I picked Susan Ketchen up at 6:30 the morning of August 2. The car was loaded with chairs, coolers filled with snacks and boxes of books. We were headed to Telegraph Cove Resort on the northern end of Vancouver Island to participate in their annual outdoor market. Susan had copies of her Born ThatWayseries to sell and I had a box of my latest book, The Cougar: Beautiful, Wild and Dangerous.
Coming around a corner a little ways past Nimpkish Lake, I slowed as a deer was crossing the road ahead. Only it didn’t have long, skinny legs and wasn’t the right shape. It moved like a bear but wasn’t black. And then, as its hind end became the predominant view, we saw the tail and shouted, “It’s a cougar!”
It was HUGE and just languidly walking across the pavement, not in any hurry and not at all concerned about the approaching car. In fact, it never even glanced at us. We had time to watch the big paws strike the asphalt, observe the reddish tan fur and the super long tail with its distinctive black tip. And then – poof! It disappeared into a thin rim of bush alongside a clearcut. We were on a cougar high all day!
Due to its size and casual swagger, we think it was a mature male. And strangely, the only cougar my partner, Rick, has seen in the wild, was spotted not too far away about 20 years ago. He said that cat was also enormous and that the grace and speed of it running across the road in two bounds and then effortlessly leaping up a nine metre bank was incredible.

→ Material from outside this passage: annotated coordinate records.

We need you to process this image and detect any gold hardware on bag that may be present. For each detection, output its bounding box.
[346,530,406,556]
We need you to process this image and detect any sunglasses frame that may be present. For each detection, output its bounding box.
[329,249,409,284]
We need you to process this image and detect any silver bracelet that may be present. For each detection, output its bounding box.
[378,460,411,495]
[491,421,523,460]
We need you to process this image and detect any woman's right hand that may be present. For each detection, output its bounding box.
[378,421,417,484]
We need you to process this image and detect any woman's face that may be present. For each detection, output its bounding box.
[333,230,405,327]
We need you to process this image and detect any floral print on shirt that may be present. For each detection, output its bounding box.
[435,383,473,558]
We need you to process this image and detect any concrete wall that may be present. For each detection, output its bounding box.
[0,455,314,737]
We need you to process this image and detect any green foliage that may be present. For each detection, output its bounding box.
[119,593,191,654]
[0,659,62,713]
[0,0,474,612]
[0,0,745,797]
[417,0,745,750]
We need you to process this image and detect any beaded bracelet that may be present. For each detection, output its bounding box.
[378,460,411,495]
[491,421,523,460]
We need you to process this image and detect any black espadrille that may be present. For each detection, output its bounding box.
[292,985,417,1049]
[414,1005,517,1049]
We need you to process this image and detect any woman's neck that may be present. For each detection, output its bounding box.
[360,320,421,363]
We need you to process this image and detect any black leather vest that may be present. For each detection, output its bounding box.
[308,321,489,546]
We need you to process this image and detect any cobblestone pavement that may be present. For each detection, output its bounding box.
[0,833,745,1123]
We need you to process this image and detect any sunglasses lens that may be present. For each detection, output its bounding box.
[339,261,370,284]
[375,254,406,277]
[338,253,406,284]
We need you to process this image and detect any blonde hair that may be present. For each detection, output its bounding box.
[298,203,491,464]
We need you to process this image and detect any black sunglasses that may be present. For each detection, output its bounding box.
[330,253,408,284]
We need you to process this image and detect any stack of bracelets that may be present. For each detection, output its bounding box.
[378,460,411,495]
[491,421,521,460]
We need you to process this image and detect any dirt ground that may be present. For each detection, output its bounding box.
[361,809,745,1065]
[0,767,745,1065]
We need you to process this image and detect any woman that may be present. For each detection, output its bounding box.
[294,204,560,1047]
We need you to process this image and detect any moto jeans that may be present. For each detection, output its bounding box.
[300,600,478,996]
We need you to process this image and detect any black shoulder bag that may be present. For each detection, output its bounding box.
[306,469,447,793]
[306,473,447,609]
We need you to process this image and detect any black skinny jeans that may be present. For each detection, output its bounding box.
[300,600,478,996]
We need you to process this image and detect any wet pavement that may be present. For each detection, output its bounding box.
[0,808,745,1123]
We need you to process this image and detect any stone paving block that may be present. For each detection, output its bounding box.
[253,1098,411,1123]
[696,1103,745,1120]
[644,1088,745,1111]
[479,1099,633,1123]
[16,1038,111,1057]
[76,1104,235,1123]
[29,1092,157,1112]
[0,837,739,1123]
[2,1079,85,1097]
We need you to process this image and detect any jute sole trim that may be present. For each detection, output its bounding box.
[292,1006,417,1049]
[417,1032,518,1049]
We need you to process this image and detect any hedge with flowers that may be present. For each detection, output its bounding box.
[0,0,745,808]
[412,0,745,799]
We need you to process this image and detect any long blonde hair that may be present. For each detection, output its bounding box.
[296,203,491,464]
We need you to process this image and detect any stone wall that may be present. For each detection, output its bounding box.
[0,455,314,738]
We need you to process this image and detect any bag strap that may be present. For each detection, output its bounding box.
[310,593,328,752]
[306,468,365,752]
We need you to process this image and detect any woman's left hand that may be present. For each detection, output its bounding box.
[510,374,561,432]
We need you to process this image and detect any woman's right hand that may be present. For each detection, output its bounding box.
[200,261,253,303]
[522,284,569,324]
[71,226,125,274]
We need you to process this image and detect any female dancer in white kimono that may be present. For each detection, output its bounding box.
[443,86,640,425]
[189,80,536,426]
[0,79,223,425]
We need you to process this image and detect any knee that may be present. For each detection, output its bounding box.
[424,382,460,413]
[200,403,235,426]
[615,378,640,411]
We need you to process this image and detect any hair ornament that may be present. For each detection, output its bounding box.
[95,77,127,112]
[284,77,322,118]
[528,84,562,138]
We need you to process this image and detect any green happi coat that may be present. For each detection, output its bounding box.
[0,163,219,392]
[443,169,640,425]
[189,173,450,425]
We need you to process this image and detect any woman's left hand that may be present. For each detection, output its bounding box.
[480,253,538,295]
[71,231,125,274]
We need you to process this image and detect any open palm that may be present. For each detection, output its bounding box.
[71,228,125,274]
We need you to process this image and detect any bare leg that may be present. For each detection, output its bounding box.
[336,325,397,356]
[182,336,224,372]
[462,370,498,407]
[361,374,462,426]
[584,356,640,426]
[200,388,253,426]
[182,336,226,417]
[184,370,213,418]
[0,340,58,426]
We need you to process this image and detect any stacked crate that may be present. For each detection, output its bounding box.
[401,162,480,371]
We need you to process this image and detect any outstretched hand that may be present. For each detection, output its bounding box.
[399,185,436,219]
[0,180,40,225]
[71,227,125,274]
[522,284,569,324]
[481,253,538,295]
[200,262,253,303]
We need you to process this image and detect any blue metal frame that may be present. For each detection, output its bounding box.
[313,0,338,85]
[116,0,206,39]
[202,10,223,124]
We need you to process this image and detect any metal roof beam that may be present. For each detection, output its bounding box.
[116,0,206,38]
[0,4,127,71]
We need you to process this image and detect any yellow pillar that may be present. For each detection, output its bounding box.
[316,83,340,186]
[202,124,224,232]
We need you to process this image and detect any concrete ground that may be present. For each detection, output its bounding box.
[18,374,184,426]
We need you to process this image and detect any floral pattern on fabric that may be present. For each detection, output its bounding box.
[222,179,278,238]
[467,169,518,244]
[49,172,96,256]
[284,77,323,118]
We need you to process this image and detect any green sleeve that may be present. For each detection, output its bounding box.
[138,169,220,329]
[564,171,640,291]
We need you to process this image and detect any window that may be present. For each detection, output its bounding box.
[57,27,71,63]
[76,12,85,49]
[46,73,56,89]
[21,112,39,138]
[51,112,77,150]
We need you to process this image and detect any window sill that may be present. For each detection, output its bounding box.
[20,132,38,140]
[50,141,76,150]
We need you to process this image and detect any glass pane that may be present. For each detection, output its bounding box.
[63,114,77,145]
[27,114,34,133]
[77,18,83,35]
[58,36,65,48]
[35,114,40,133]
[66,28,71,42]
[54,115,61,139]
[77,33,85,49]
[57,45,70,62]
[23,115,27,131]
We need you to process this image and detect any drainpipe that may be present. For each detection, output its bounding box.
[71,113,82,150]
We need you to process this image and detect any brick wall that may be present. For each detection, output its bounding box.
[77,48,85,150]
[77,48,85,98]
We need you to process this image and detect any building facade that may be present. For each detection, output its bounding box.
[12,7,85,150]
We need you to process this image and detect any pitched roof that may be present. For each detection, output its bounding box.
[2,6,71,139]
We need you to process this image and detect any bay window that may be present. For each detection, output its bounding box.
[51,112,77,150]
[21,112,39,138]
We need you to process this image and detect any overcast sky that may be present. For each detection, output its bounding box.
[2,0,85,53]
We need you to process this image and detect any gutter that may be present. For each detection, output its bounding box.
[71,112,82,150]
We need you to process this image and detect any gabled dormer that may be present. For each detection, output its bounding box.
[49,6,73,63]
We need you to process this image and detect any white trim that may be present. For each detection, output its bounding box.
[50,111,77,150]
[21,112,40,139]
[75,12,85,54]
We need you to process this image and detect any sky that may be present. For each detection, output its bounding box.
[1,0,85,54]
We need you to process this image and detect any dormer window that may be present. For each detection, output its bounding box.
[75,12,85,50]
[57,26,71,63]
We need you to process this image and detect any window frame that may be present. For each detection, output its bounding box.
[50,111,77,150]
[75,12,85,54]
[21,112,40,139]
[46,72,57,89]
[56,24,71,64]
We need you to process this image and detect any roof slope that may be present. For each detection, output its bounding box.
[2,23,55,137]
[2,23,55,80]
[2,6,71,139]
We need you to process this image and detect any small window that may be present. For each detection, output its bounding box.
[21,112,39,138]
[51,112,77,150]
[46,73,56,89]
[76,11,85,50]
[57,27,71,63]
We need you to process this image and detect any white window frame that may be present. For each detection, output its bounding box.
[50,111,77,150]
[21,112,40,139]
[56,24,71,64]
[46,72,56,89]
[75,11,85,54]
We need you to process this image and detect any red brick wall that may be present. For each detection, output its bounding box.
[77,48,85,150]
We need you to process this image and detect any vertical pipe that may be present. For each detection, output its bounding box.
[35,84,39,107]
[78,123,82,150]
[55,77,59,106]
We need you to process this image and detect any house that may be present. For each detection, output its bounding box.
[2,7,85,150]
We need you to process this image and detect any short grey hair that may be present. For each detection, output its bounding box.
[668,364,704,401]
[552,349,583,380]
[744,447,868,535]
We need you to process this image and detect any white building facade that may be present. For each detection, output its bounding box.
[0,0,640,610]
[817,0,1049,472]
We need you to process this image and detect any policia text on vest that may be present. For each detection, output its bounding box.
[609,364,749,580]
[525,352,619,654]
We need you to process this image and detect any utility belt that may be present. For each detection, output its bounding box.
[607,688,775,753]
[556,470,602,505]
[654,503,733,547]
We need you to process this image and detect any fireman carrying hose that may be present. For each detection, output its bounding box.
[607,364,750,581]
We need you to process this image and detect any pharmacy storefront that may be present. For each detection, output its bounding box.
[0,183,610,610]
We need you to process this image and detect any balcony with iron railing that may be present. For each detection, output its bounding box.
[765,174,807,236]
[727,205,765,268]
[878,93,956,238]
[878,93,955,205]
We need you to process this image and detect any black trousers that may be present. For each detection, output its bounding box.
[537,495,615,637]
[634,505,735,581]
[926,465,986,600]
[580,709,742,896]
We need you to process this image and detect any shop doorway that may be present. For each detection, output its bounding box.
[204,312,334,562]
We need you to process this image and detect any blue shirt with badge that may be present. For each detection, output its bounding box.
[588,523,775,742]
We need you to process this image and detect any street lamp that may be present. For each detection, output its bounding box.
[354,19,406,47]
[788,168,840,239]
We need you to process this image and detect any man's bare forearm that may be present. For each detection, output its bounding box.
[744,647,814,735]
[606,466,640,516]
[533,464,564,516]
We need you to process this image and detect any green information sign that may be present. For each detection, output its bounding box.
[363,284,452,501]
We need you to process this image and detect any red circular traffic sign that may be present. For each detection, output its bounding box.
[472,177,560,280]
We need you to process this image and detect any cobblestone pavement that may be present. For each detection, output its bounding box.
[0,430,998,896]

Although the time span makes it impossible that Rick and I saw the same cougar, it’s possible my sighting was the son or grandson of the one he saw. Either way, there’s no doubt that area is excellent cougar habitat.
And I wonder how many authors that have written books about cougars have seen one on the way to sell their book?
I’d forgotten about the Foreword Review’s IndieFab Nature Book of the Year nomination so was caught totally off guard when The Cougar received the gold award!
As always, I’m so grateful for the support and great work done by my publisher, Douglas & McIntyre and to all the people who so generously contributed their knowledge, experiences and photographs. The book wouldn’t exist without them.